Taliban, Afganistan'dan Pakistan'a ve ötesine geçecek olan 10 milyar dolarlık doğal gaz boru hattına destek vereceğini açıkladı. Bu projeyi finansal sebeplerden ötürü mü destekliyorsunuz?
Doğal gaz boru hattının geliştirilmesi halkımız için hayati çizgiye sahip bir proje olarak hizmet vermektedir. Bu proje bizim yönetimimiz esnasında başladı ve milletimizin çıkarlarına hizmet ettiği için bu projeyi destekliyoruz.
İslami ve milli çıkarları tüm mali çıkarların üstüne koyuyoruz.
Kaç savaşçınız var?
Afganistan'da kaç savaşçınız var? Hareketinizi nasıl finanse ediyorsunuz?
Cephede savaşan askerlerimizle ilgili askeri gizlilik şartı gerekçesiyle bilgi veremem.
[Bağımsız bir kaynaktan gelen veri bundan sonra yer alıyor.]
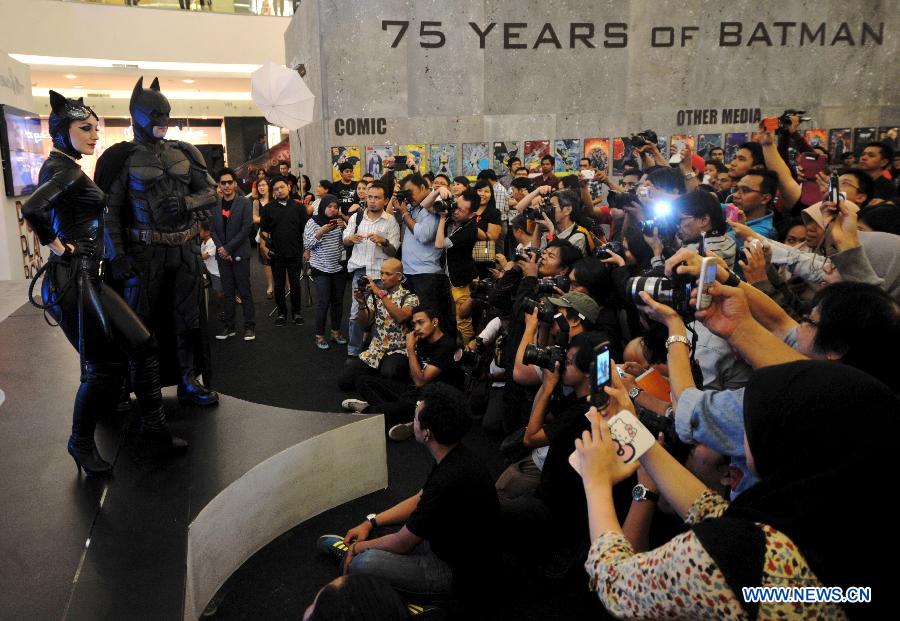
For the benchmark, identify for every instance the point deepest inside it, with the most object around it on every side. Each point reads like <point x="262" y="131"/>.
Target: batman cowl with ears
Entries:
<point x="149" y="108"/>
<point x="159" y="191"/>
Mücahidlerimiz, Kabil rejimi birliklerine kıyasla çok az bakım gerektiriyor ve en önemlisi ahlaksızlık ve kargaşa bizim birliklerimiz arasında mevcut değil.
Muhasebemiz suistimalden uzak ve gayet şeffaftır. Böylece ufak harcamalarla büyük işler yapabiliyoruz.